Собственно говоря, это объясняло не только ее улыбку — теперь стало понятно, что заставляет ее каждую неделю приходить в мою пыльную джихангирскую студию. Через несколько недель, заметив знакомый изгиб в уголках ее губ, я отложил в сторону кисть, присел на краешек дивана и отважился сделать то, о чем мечтал все последнее время, — поцеловал ее.
Небо было затянуто облаками, и в комнате стоял полумрак, поэтому смущение быстро прошло, и так долго собиравшаяся буря, наконец разразившись, заставила нас забыть все на свете. С дивана, на котором мы лежали, было видно, как по темным водам Босфора за окнами и по стенам студии бродят любопытные лучи корабельных прожекторов.
Мы продолжали встречаться, не нарушая сложившегося ритуала.

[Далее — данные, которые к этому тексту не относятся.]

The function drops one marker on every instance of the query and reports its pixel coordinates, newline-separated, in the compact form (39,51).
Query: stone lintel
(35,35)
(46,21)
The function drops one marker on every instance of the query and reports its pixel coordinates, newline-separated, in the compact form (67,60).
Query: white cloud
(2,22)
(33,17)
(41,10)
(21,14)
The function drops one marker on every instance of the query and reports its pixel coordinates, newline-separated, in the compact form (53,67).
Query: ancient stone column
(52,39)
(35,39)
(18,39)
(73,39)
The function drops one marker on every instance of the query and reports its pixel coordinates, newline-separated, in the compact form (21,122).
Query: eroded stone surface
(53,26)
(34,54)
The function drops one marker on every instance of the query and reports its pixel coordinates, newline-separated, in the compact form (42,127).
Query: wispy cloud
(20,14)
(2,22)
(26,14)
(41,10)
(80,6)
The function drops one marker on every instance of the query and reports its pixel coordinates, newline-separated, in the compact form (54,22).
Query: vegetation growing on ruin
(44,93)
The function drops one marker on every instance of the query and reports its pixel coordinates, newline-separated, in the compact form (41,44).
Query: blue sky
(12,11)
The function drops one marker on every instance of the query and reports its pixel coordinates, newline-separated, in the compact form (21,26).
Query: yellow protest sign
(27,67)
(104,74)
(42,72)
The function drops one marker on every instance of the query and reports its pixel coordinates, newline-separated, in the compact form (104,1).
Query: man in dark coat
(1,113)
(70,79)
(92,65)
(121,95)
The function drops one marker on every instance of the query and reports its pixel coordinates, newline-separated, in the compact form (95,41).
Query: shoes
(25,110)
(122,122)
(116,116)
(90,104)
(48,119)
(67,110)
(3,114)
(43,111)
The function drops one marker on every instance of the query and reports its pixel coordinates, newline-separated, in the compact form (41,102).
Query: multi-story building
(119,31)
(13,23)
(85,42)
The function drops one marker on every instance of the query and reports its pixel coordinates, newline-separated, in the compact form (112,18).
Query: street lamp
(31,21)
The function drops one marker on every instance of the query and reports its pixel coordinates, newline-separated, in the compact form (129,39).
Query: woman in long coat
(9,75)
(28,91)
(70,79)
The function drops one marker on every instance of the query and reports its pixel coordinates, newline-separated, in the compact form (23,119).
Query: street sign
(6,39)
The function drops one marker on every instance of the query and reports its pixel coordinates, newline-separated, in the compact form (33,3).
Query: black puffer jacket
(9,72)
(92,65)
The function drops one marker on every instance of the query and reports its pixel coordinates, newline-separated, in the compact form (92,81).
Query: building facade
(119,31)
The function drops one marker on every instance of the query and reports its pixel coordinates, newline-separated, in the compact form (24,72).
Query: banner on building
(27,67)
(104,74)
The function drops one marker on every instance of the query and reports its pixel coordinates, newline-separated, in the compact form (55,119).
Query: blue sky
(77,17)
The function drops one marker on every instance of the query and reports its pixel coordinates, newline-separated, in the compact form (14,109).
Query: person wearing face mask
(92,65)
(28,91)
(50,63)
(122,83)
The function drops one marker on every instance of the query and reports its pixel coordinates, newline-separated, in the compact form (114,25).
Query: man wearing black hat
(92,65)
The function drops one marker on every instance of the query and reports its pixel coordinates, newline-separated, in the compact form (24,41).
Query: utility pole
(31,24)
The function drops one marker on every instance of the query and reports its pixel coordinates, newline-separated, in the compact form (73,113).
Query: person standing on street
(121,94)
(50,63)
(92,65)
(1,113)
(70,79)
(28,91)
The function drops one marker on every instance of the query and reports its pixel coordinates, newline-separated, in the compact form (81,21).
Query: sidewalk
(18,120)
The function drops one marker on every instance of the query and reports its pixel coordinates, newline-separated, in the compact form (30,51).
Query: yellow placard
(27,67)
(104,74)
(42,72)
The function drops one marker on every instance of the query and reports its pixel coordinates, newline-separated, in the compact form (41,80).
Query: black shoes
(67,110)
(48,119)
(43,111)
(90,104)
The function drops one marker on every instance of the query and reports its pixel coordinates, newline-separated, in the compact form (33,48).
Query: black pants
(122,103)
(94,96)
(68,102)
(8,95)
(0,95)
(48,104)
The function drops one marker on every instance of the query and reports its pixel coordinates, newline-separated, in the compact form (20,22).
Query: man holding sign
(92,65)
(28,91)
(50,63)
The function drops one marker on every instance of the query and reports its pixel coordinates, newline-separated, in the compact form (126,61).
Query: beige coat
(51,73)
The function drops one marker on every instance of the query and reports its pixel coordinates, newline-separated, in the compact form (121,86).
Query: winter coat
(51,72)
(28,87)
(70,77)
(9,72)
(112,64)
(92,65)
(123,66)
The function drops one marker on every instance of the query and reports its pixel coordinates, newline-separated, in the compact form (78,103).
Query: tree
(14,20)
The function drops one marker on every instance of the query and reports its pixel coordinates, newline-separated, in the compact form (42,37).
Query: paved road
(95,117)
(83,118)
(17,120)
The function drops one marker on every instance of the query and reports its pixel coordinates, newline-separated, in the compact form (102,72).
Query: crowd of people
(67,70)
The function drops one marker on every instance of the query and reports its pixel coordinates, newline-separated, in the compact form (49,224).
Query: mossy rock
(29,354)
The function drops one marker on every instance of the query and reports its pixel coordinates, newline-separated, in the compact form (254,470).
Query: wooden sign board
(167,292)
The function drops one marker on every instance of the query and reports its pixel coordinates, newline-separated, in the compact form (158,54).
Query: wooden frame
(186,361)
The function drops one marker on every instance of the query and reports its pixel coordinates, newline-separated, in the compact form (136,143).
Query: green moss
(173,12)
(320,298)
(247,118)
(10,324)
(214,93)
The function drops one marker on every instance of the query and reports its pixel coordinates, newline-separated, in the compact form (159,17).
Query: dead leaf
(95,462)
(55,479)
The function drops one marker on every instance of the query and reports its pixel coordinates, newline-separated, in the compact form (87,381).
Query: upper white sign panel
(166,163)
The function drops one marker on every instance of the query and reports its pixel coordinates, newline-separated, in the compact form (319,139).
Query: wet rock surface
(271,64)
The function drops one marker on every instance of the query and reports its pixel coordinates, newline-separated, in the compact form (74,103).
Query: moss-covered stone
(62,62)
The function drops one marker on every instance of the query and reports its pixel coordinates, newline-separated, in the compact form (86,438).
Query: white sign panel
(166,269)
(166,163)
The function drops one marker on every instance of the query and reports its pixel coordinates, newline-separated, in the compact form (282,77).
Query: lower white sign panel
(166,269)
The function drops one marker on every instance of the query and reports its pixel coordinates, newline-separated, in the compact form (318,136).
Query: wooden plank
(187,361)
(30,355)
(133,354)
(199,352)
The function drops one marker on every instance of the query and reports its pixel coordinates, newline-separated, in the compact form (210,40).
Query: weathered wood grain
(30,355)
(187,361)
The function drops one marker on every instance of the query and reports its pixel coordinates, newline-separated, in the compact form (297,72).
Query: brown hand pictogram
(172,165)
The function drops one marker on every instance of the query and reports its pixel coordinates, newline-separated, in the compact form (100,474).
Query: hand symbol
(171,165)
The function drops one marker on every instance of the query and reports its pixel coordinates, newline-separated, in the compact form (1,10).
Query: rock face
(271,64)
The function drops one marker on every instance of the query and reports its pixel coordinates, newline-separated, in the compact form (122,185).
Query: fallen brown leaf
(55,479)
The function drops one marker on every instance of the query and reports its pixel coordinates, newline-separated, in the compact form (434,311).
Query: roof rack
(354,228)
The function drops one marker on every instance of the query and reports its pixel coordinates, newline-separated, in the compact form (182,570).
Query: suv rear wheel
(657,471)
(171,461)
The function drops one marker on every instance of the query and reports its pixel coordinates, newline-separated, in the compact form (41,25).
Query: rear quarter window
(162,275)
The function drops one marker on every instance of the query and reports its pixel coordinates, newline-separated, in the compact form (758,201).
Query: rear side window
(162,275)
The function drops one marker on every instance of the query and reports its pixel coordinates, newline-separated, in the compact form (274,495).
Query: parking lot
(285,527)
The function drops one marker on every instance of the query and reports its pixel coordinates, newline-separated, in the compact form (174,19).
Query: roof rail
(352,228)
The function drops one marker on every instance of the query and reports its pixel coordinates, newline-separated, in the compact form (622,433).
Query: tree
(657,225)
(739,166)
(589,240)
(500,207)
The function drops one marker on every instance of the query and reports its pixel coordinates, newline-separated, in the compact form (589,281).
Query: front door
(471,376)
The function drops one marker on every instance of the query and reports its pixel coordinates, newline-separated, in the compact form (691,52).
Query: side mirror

Я был очень счастлив, но почему-то вел себя совсем не так, как позже в подобных ситуациях. Почему я не шептал ей ласковых слов, не устраивал сцен ревности, не паниковал, не совершал безрассудных поступков? Не то чтобы мне совсем всего этого не хотелось… Возможно, дело было в том, что отношения художника и натурщицы, заставившие нас разглядеть друг друга и связавшие незримыми нитями, требовали молчания; или в том, что в глубине души я с каким-то детским стыдом понимал: если я женюсь на Черной Розе, мне придется стать бизнесменом, а не художником.
Миновало девять волшебных сред, заполненных безмолвными сеансами живописи и безмолвной любовью, и тут мои неясные тревоги были отодвинуты на задний план другой, гораздо более простой, но весьма реальной угрозой нашему счастью. Мама, не любившая надолго оставлять сыновей без присмотра, заглянула под каким-то предлогом в студию и увидела мои картины. Влияние Боннара не смогло помешать ей узнать мою прекрасную натурщицу. Каждый раз, когда я завершал портрет, Черная Роза, приводя меня в уныние, спрашивала: «Похоже получилось?» (с умным видом я отвечал, что это не важно). Поскольку мама дала, как видим, вполне четкий утвердительный ответ на этот вопрос, мы должны были бы обрадоваться, но вместо этого испугались — ведь моя мама могла позвонить маме Черной Розы и радостно поведать ей, как сблизились их дети. А та между тем пребывала в полной уверенности, что по средам после занятий в колледже ее дочь ходит на театральные курсы при французском консульстве. А уж о том, как на эту новость мог отреагировать суровый и вспыльчивый отец моей возлюбленной, лучше было даже не думать.